Ahead of significant regulatory approvals, which include its collaboration with CRISPR Therapeutics, Vertex has halted the development of VX-864, a first-generation AATD corrector for Duchenne muscular dystrophy (DMD), citing non-serious rash events in certain patients.
CRISPR Therapeutics and Vertex are jointly developing gene-edited treatments targeting beta-thalassemia and sickle cell disease. Last week, the FDA's Cellular, Tissue, and Gene Therapies Advisory Committee held its meeting for exa-cel, designed to treat severe sickle cell disease (SCD) in individuals aged 12 and older experiencing recurrent vaso-occlusive crises.
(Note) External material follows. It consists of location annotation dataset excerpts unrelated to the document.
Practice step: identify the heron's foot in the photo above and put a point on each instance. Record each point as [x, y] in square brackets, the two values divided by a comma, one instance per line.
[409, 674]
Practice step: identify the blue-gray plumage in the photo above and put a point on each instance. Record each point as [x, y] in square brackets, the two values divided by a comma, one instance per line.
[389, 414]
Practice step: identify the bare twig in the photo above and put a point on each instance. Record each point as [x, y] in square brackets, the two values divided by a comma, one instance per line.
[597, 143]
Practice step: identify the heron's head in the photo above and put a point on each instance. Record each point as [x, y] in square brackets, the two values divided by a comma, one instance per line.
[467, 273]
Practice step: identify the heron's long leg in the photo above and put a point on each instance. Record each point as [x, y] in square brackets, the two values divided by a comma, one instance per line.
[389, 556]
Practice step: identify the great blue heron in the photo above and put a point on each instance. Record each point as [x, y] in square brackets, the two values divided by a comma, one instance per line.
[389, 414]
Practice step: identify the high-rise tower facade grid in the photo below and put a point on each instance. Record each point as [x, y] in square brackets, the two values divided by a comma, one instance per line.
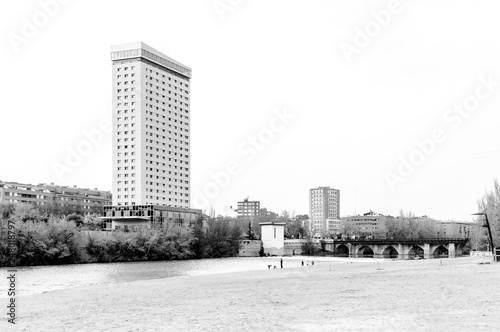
[151, 127]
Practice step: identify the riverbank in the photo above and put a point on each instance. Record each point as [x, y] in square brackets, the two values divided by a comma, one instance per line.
[331, 295]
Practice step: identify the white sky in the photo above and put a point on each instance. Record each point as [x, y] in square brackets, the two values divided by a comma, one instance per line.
[352, 120]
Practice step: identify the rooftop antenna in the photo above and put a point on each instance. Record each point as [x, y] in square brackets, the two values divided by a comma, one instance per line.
[354, 201]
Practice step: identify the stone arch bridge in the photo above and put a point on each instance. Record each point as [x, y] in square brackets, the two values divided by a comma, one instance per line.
[395, 249]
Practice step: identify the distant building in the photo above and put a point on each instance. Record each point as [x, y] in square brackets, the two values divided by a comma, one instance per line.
[136, 217]
[151, 139]
[56, 197]
[370, 223]
[453, 229]
[324, 207]
[248, 209]
[151, 127]
[264, 212]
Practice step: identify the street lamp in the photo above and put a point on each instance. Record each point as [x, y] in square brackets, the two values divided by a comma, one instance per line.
[489, 230]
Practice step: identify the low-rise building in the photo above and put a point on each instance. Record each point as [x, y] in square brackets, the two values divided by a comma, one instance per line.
[368, 224]
[135, 217]
[454, 229]
[57, 197]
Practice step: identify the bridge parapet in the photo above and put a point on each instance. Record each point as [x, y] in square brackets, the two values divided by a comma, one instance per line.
[396, 248]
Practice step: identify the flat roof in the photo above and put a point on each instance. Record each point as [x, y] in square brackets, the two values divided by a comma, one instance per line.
[163, 60]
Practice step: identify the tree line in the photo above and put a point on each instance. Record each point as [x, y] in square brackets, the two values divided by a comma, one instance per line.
[44, 239]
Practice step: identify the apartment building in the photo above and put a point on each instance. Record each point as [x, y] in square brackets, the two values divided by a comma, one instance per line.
[151, 127]
[324, 210]
[57, 197]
On the earnings call, Vertex CEO Reshma Kewalramani referred to exa-cel as "a large commercial opportunity" sharing that the recent AdComm meeting "represented a significant milestone for Vertex."
The drug is the first therapeutic product resulting from the 2015 collaboration between the companies. If approved, exa-cel would become the first gene edited therapy and functional one time cure for the approximately 20,000 severe SCD patients in the U.S. The FDA has given exa-cel priority review status for SCD treatment, with a PDUFA action date set for December 8, 2023. Additionally, the BLA for exa-cel in transfusion-dependent beta-thalassemia is scheduled for PDUFA review on March 30, 2024.
Kewalramani noted that Vertex recently submitted a marketing authorization application for exa-cel to the Saudi Food and Drug Authority, SFDA, and that exa-cel was the first medicine ever to receive Breakthrough designation by the SFDA.